PL233839B1 - Method and a kit for identification of nematodes, pests of grains and grasses, by Real Time PCR based method - Google Patents

Abstract

A method and kit for identifying nematodes, cereal and grass pests using the Real Time PCR method are disclosed. In particular, the invention relates to a method and kit for identifying nematodes including the species Anguina tritici, Bitylenchus dubius and Helicotylenchus varicaudatus. Thanks to specifically selected primers and probes, the solution enables precise identification of selected nematode species regardless of the type of samples tested, their origin and purpose, and the stage of development.

Description

The subject of the invention is a method and a kit for the identification of nematodes, pests of cereals and grasses by Real Time PCR, and in particular the invention relates to a method and kit for the identification of nematodes selected from the group consisting of Anguina tritici species from the Anguinidae family, Bitylenchus dubius from the Telotylenchidae family, Helicotylenchus varicaudatus from the Hoplolaimidae family.

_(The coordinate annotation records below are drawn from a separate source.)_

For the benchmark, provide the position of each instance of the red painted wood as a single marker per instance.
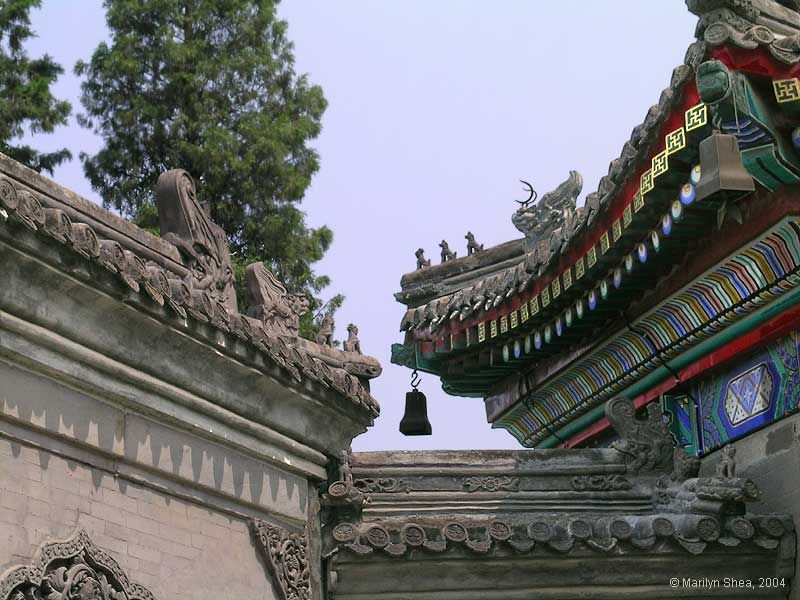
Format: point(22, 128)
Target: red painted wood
point(757, 338)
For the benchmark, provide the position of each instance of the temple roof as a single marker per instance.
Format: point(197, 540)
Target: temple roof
point(581, 274)
point(159, 276)
point(472, 516)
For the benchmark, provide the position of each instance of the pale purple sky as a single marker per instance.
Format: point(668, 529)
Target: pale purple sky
point(436, 110)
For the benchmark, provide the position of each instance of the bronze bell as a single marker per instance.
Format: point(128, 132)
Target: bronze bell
point(415, 420)
point(721, 168)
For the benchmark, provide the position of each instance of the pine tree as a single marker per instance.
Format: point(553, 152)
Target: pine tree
point(26, 102)
point(209, 86)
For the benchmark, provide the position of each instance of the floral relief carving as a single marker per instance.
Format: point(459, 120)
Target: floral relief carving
point(286, 555)
point(73, 569)
point(491, 484)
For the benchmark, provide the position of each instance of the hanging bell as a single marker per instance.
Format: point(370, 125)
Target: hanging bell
point(415, 420)
point(721, 168)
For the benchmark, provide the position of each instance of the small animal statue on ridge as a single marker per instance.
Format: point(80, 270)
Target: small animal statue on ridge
point(447, 254)
point(472, 245)
point(421, 262)
point(325, 335)
point(352, 344)
point(727, 466)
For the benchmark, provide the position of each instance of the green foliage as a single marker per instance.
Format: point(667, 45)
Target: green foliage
point(209, 86)
point(25, 98)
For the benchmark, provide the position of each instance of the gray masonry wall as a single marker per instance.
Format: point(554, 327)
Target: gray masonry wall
point(771, 458)
point(178, 549)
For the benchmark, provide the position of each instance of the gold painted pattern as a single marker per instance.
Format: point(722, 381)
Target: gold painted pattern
point(591, 257)
point(659, 164)
point(646, 182)
point(696, 117)
point(786, 90)
point(638, 201)
point(535, 305)
point(605, 244)
point(616, 230)
point(676, 140)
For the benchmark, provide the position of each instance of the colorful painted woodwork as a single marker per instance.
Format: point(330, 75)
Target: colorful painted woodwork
point(594, 301)
point(733, 402)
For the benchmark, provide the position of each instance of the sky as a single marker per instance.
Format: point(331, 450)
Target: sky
point(437, 108)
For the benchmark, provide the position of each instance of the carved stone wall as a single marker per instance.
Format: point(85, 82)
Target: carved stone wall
point(178, 550)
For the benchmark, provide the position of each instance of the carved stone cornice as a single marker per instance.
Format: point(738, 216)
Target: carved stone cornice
point(609, 534)
point(73, 569)
point(286, 556)
point(201, 295)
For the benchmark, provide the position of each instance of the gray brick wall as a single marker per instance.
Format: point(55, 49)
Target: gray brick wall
point(771, 458)
point(177, 549)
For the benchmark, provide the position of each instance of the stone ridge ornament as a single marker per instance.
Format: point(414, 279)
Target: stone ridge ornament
point(286, 555)
point(447, 254)
point(352, 343)
point(201, 242)
point(646, 443)
point(555, 210)
point(272, 304)
point(73, 569)
point(472, 246)
point(422, 262)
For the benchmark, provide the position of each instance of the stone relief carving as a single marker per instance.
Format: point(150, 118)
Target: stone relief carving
point(386, 485)
point(201, 242)
point(343, 491)
point(600, 483)
point(604, 534)
point(724, 493)
point(555, 210)
point(286, 555)
point(491, 484)
point(73, 569)
point(272, 304)
point(645, 443)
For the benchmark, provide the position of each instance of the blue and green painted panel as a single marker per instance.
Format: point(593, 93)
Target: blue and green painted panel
point(756, 392)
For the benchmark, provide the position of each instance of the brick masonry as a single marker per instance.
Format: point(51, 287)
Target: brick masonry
point(771, 458)
point(177, 549)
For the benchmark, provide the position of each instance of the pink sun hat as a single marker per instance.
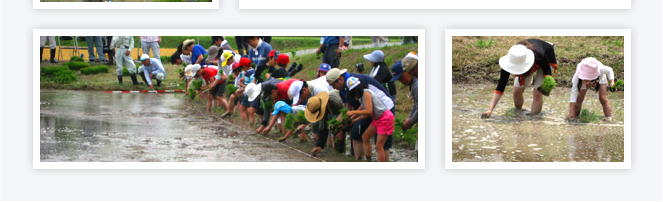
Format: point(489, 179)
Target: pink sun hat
point(588, 69)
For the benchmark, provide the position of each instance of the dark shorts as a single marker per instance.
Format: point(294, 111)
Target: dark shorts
point(245, 101)
point(219, 90)
point(329, 56)
point(358, 130)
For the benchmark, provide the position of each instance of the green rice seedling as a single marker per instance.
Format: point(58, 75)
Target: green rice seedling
point(77, 65)
point(588, 116)
point(268, 105)
point(547, 85)
point(290, 122)
point(619, 85)
point(65, 76)
point(231, 89)
point(76, 59)
point(53, 69)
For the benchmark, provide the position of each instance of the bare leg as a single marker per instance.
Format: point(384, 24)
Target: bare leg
point(537, 103)
point(518, 99)
point(366, 138)
point(603, 97)
point(358, 147)
point(379, 146)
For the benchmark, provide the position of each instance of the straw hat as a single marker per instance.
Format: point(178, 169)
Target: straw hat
point(518, 61)
point(316, 106)
point(588, 69)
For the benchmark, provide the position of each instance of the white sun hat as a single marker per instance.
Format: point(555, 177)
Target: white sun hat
point(253, 90)
point(518, 61)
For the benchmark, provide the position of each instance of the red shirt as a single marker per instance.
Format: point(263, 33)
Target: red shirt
point(283, 89)
point(209, 73)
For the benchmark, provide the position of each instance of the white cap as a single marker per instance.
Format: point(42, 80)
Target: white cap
point(144, 56)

Identification of nematode species is based on the analysis of morphological and morphometric features, including the diagnosis of female coloration at various stages of development, cyst shape, length and shape of dagger tumors, length of invasive larvae, pattern on the perineal plate. However, this is a very laborious and time-consuming analysis. It requires a lot of knowledge and experience in working with biological material. Moreover, there is the possibility of overlapping dimensions of different species. The method based on the analysis of morphological and morphometric features cannot be used to identify adolescents in which morphological features are not yet developed.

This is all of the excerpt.